J'en viens à la question du volontariat des enseignants. Les professeurs ne refusent pas d'animer ces séances, mais ils ne souhaitent pas les animer s'ils ne s'en sentent pas la compétence. Les programmes Evars ayant été mis en place en ce début d'année scolaire, nous savons bien que tous nos professeurs n'ont pas été formés. La montée en puissance du volontariat repose sur une volonté de bien faire, car non seulement ces sujets ne peuvent pas être traités à la légère, mais ils peuvent être source de complexité à l'égard des élèves eux-mêmes et des familles. Nous laissons donc aux professeurs le temps de se former.
Le démarrage à la rentrée de septembre a certes été un peu lent, mais, à la fin du premier trimestre, plus de la moitié des établissements avaient déjà mis en place une séance. Nous menons une enquête en cette fin d'année scolaire pour évaluer le nombre de séances effectives, le nombre de personnels formés et les associations avec lesquelles les établissements travaillent. Cette enquête nous permettra d'avoir une cartographie assez précise de la mise en oeuvre du programme Evars depuis cette rentrée.
Nous gardons le même objectif : 100 % des établissements devront avoir mis en place les trois séances d'Evars à la fin de l'année scolaire. À la fin du premier trimestre, une première remontée, qui n'était pas l'enquête officielle, a montré qu'un peu plus de 50 % des établissements scolaires avaient déjà organisé une séance. Il fallait donc que la programmation jusqu'à la fin de l'année scolaire permette de réaliser les deux autres séances, afin que 100 % des établissements dispensent les trois. L'enquête qui doit nous être transmise au début du mois de juin nous permettra de faire un état des lieux de l'effectivité de la mise en oeuvre de ces séances.
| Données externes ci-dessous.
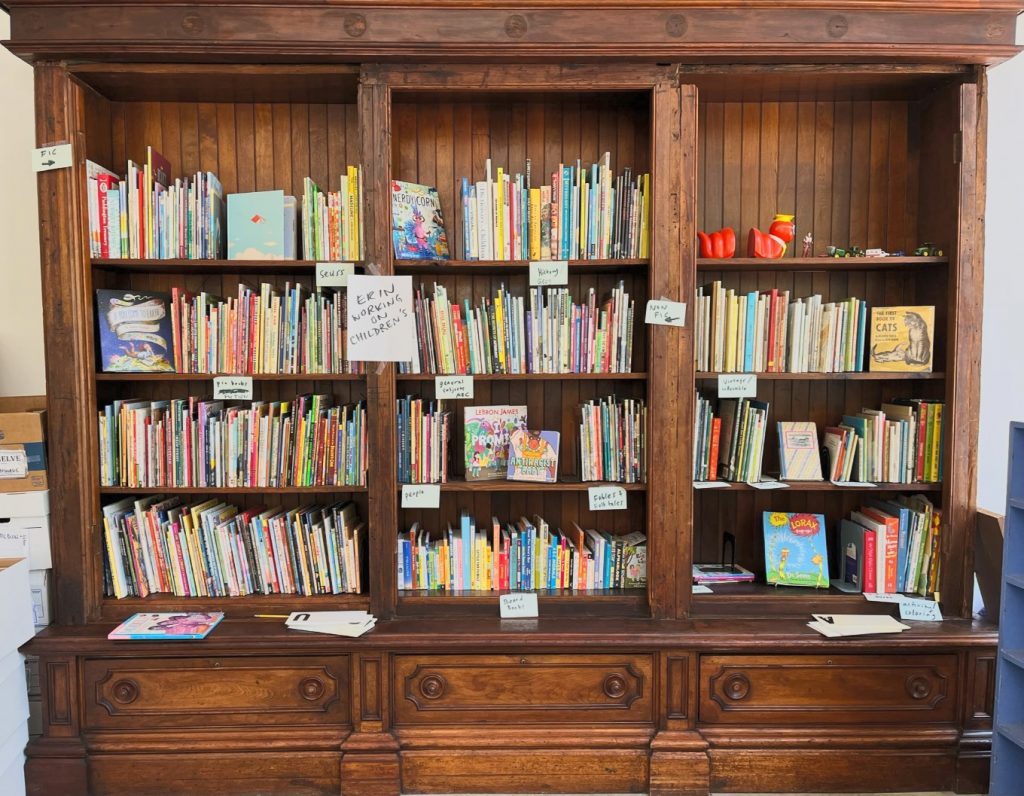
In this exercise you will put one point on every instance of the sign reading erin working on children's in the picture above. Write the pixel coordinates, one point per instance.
(381, 324)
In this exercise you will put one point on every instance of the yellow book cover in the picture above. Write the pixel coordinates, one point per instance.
(901, 339)
(535, 223)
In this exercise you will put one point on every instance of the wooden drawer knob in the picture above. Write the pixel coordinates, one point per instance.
(736, 686)
(432, 686)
Concernant la formation et les programmes, le masculinisme est un sujet qui commence à émerger dans notre ministère. Par conséquent, même si nous ne réécrivons pas dès à présent les programmes pour y faire figurer ce terme, en revanche, nous le déclinons dans les livrets d'accompagnement que nous publions. C'est le cas dans les deux livrets, sortis il y a moins de deux semaines, relatifs à l'Evars et à l'EMC dans les classes de premières. Ces ressources sont un acte de formation ; elles présentent aux enseignants les concepts en jeu, d'un point de vue scientifique, mais aussi la manière dont ils pourront les décliner en situation pédagogique avec leurs élèves. Les livrets précisent également comment organiser ces séances en classe en s'appuyant sur les acteurs associatifs, les partenaires interministériels et les personnels sociaux et de santé des établissements scolaires.
Mme Christelle Jouhanneau. - Je souhaitais apporter un complément sur la formation Evars dans l'académie de Versailles. Comme partout en France, nous avons constaté des mouvements de contestation assez forts dans le premier et le second degré, qui s'expliquaient en partie par ce qui circulait à l'extérieur sur ces programmes et ont pu échauder bon nombre d'enseignants.
Nous avons analysé l'origine de ces contestations. Des contestations d'ordre religieux ont pu être relevées, certaines familles affirmant que leur religion interdit d'aborder ces questions avec les enfants. Cependant, nous avons constaté que les contestations résultaient plus souvent d'une action militante entreprise par des associations. Nous avons par conséquent intégré aux formations dispensées aux enseignants chargés de l'Evars des éléments de réponse et de réassurance. Savoir répondre n'empêche pas la contestation, mais permet d'y faire face.
Enfin, nous avons partagé avec les autres académies cette analyse générale, ainsi que les éléments juridiques dont nous disposions. Nous sommes allés jusqu'à créer un courrier type pour répondre aux familles qui refusent que leurs enfants reçoivent cet enseignement ou se montrent particulièrement vindicatives envers les personnels.
Mme Laurence Rossignol, rapporteure. - Vous avez évoqué des contestations d'ordre religieux, mais aussi par des associations. Pouvez-vous nous en dire plus sur ces associations ? J'imagine qu'elles assument leur position.
Mme Christelle Jouhanneau. - Oui, elles l'assument. En revanche, depuis la validation de ces programmes par le Conseil d'État, ces associations sont rentrées dans la légalité et ne les contestent plus. Je peux citer Parents en colère, qui fournit sur son site des kits téléchargeables à envoyer aux établissements pour indiquer son opposition avec des arguments plus ou moins juridiques. L'enseignant qui reçoit cela est fortement déstabilisé. Il y avait aussi Parents vigilants, l'une des associations ayant envoyé le plus de courriers, ou encore Juristes pour l'enfance. Au total, nous avions répertorié plus d'une dizaine d'associations participant à cette contestation, issues notamment de la mouvance de la Manif pour tous.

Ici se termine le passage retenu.